A seis meses de su regreso al poder, Cristina Kirchner se está exhibiendo como un elemento tóxico para el sistema democrático. Siempre que tuvo poder (y lo tuvo durante muchos años) se ocupó de cuestionar los cimientos mismos de la democracia. Su última aventura consiste en mostrarse como una santa dispuesta al martirio, que fue acosada por un gobierno no peronista, por medios periodísticos implacables, por periodistas crueles y por jueces acomodaticios. Su último altar está en Lomas de Zamora, en un juzgado cuyo titular, el juez Jorge Villena, que se paseó entre el camporismo y el macrismo en los últimos años, investiga una supuesta red de espionaje que tendría como víctimas a Cristina -cómo no-, a políticos oficialistas y opositores, y a periodistas. La contextura de los servicios de inteligencia argentinos (y, tal vez, los del mundo) es extraña. Es mejor que siga siendo extraña para la gente que detesta esos sótanos donde se disputan el poder grupos distintos, sin ideologías y sin banderas. Las ambiciones de esas pandillas enfrentadas terminan solo en el poder y el dinero.

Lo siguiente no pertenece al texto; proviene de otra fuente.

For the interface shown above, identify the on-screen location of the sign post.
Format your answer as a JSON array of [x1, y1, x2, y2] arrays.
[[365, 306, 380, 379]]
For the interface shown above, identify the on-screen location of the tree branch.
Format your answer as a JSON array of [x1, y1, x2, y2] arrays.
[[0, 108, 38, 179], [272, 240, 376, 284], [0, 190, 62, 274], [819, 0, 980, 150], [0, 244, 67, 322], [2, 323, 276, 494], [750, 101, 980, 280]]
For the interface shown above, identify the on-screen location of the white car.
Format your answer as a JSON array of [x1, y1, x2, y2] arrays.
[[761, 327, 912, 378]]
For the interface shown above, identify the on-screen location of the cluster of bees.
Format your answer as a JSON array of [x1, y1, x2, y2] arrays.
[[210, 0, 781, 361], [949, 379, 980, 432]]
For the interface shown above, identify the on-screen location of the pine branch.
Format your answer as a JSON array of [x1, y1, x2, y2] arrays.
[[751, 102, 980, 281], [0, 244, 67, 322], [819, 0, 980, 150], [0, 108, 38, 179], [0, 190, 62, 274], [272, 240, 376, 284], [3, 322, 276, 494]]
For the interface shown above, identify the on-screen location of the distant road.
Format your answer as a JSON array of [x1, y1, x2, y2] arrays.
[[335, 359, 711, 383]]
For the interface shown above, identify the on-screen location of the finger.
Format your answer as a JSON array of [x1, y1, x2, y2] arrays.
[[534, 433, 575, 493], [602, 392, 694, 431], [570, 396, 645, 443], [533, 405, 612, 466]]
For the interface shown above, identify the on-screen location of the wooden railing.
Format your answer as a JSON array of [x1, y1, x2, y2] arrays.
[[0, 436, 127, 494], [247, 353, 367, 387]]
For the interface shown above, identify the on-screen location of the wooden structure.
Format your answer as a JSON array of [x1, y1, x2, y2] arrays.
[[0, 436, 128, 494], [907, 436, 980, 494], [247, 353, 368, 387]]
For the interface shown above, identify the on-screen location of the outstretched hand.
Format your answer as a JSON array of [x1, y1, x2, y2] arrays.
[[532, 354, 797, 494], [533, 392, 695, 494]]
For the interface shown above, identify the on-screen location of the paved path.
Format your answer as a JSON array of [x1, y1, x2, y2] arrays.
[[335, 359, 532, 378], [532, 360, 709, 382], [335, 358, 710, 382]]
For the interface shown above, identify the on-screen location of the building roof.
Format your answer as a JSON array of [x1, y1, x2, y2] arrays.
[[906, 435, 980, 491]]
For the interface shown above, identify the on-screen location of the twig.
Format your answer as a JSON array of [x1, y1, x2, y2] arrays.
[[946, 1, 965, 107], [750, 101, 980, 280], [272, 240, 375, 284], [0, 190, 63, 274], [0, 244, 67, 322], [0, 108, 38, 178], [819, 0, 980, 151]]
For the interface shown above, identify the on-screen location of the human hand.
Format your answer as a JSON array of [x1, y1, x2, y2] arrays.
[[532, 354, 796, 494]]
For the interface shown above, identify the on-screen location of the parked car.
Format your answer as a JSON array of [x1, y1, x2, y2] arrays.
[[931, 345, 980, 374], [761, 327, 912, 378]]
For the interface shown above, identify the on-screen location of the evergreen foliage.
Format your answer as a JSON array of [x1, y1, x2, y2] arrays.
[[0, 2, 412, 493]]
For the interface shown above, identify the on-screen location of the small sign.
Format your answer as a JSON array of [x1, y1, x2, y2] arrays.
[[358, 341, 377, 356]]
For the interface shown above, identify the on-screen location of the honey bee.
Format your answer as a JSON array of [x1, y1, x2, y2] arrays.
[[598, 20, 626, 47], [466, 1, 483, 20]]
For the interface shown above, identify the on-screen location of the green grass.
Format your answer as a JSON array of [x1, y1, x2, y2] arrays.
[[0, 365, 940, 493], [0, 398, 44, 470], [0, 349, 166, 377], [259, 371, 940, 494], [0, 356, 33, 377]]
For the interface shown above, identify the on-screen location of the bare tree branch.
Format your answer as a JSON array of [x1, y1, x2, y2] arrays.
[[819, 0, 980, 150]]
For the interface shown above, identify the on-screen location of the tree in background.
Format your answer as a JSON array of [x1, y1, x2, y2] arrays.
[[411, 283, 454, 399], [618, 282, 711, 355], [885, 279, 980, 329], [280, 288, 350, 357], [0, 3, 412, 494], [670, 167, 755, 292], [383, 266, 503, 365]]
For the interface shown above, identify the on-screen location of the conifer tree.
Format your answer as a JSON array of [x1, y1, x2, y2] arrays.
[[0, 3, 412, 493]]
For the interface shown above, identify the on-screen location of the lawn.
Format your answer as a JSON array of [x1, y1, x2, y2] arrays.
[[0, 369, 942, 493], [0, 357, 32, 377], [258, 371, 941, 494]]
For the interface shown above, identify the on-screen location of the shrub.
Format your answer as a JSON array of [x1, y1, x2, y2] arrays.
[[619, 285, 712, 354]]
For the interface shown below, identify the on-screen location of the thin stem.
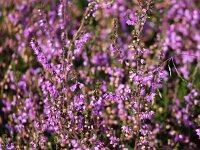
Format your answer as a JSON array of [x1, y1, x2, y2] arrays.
[[134, 97, 140, 150]]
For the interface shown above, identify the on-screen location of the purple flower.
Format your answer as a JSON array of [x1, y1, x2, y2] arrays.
[[126, 11, 137, 26], [71, 139, 78, 148], [70, 82, 84, 92], [145, 93, 156, 103], [74, 33, 92, 56], [196, 129, 200, 139], [6, 143, 15, 150]]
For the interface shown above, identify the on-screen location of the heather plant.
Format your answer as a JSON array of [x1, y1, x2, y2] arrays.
[[150, 0, 200, 149], [0, 0, 200, 149]]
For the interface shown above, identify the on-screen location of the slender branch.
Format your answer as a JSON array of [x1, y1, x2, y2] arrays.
[[68, 2, 96, 57]]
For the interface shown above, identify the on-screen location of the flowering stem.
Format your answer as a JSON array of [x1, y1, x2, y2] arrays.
[[134, 97, 140, 150], [68, 2, 96, 58]]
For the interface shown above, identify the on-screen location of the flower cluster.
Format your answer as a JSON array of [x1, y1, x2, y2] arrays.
[[0, 0, 200, 149]]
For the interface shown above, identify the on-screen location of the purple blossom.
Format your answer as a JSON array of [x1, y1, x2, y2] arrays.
[[74, 33, 92, 56], [196, 129, 200, 139], [126, 10, 137, 26]]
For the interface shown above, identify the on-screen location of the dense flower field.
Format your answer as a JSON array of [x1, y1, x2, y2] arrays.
[[0, 0, 200, 149]]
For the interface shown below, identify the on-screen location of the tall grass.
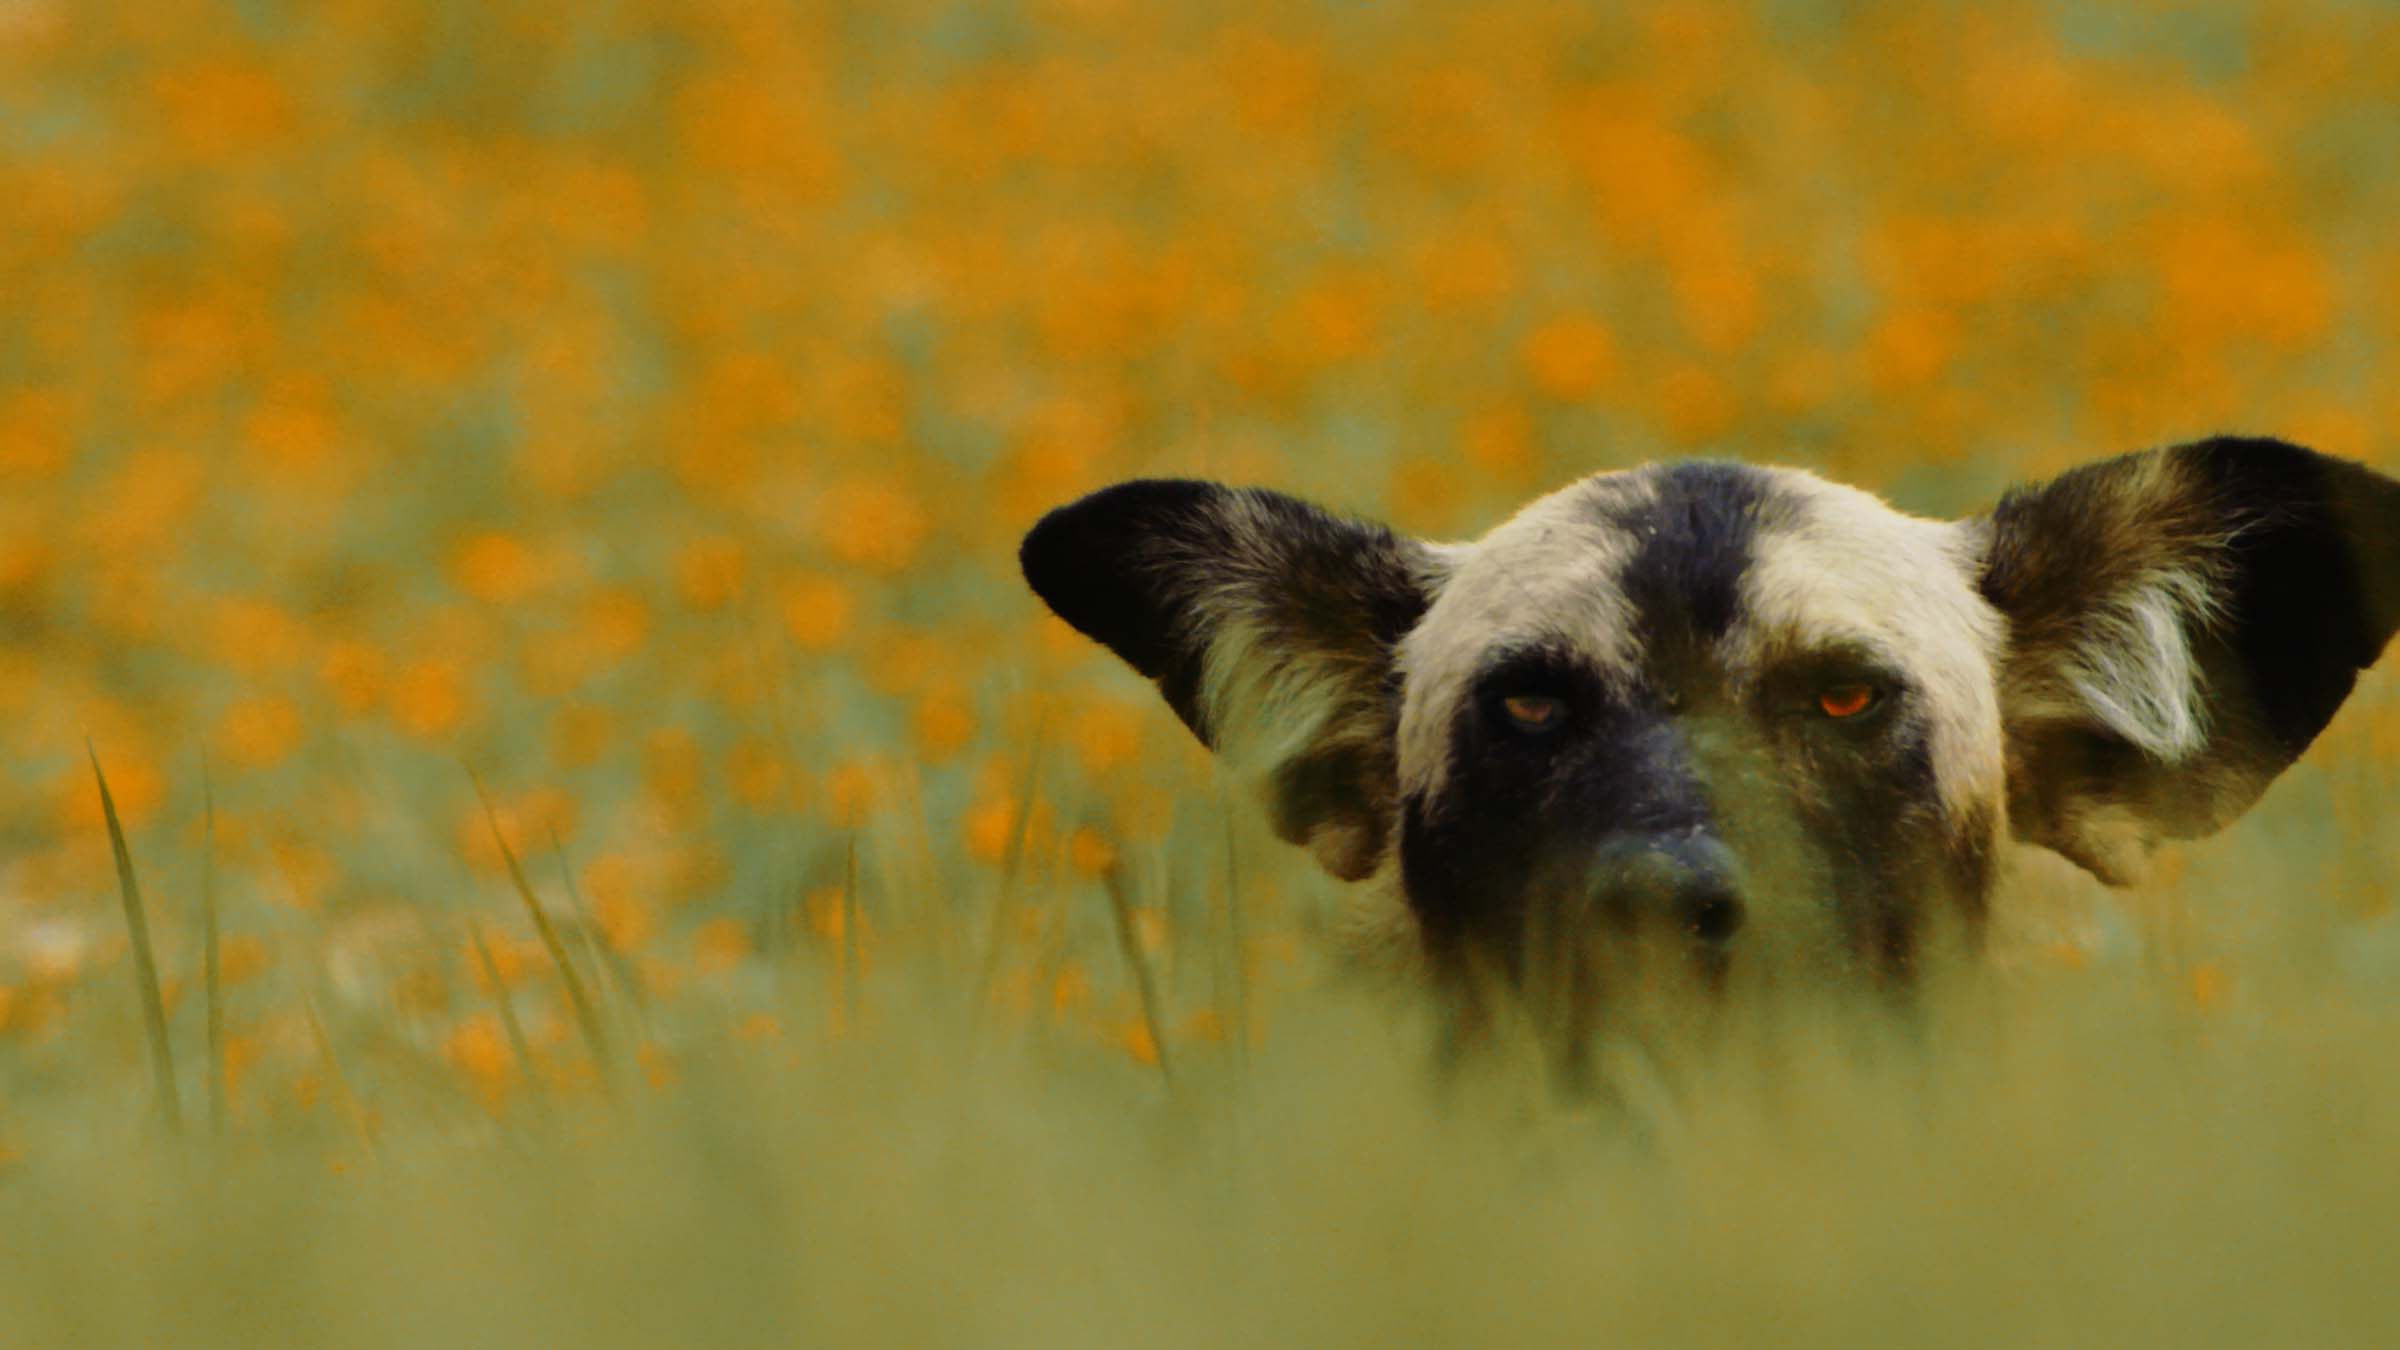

No obstante, cualquier intervención de esos servicios en la vida pública argentina es ilegal. Debe ser investigada (preferentemente por jueces confiables e independientes), y los responsables de tales intervenciones deben ser sancionados. Dos leyes (la de defensa y la de seguridad nacional) le prohíben explícitamente al Gobierno hacer inteligencia interior; es decir, meter las narices en cualquier escenario, ámbito o persona de la vida pública interna. Pero no es la expresidenta la persona indicada para manifestarse como víctima de un supuesto sistema que ella usó como victimaria. Hasta el actual presidente, Alberto Fernández, denunció en su momento que sus teléfonos habían sido intervenidos por el gobierno de Cristina Kirchner.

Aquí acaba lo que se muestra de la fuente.